I'm not sure how useful my contribution is on this because I didn't go to university and neither of my children did. However, my son has been in the same company now for 17 years, is well paid and enjoys his work. My daughter had no interest in formal education but is knowledgeable and creative and although she is by no means well off, she has forged a path with which she is content. University isn't the be all and end all of everything. As you will have read in the previous posts, many people lead happy and satisfying lives without finishing - or even starting - university, and some people who get degrees find it does not necessarily guarantee happiness.
I suppose the issue for your daughter is that she started at university and now feels a failure that she was unable to continue. You are naturally concerned but I think it is important that you don't convey to her any sense of anxiety about what has happened. I think that as long as you don't see this as a disaster (which it isn't) and remain cheerful and positive, hopefully in time she will come to realise that there will be other opportunities for her out there somewhere.
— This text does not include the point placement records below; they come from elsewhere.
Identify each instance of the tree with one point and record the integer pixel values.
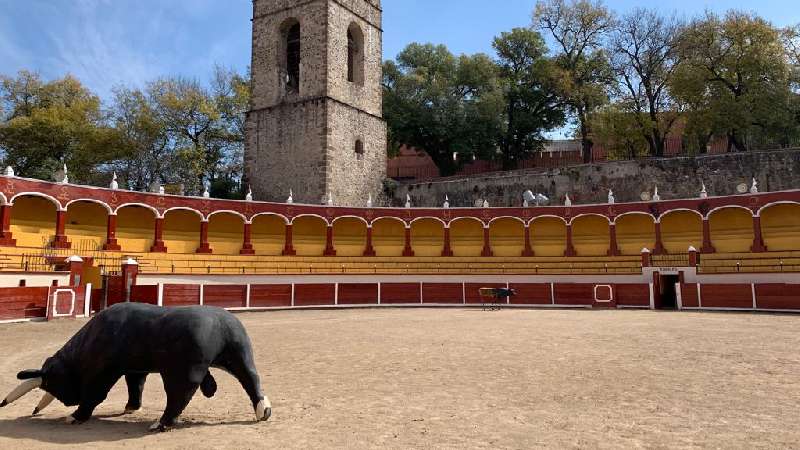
(734, 72)
(578, 27)
(444, 104)
(643, 49)
(48, 124)
(532, 93)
I don't know what your daughter was studying at university but for the time being she might find it liberating to do something just for pure interest and enjoyment or to learn a skill, rather than to acquire a qualification. It's important to have interests and goals but they don't necessarily have to be tied up with formal qualifications - at least not at this point. I have read about people who have almost by accident found something that interests them and have gone on to develop skills that have led to career opportunities. Also, as someone else said, OU might be another option. I started work at 17 but in later years did a foundation course and several modules. I found the whole experience very enjoyable and the learning material and tutor support were excellent. There is more flexibility and less pressure when you can build up learning (and, if you want, qualifications) over a longer period of time.
I do hope that she gradually starts to relax and feel more positive about the future. It will take a little time but I'm sure, with your love and care, things will soon look brighter.
(When you say you sent two e-mails, I assume you mean to the university. I think, as Mishap said, the Office of the Independent Adjudicator is probably who you should take the matter to, particularly as you did not receive the courtesy of a reply to your e-mails.)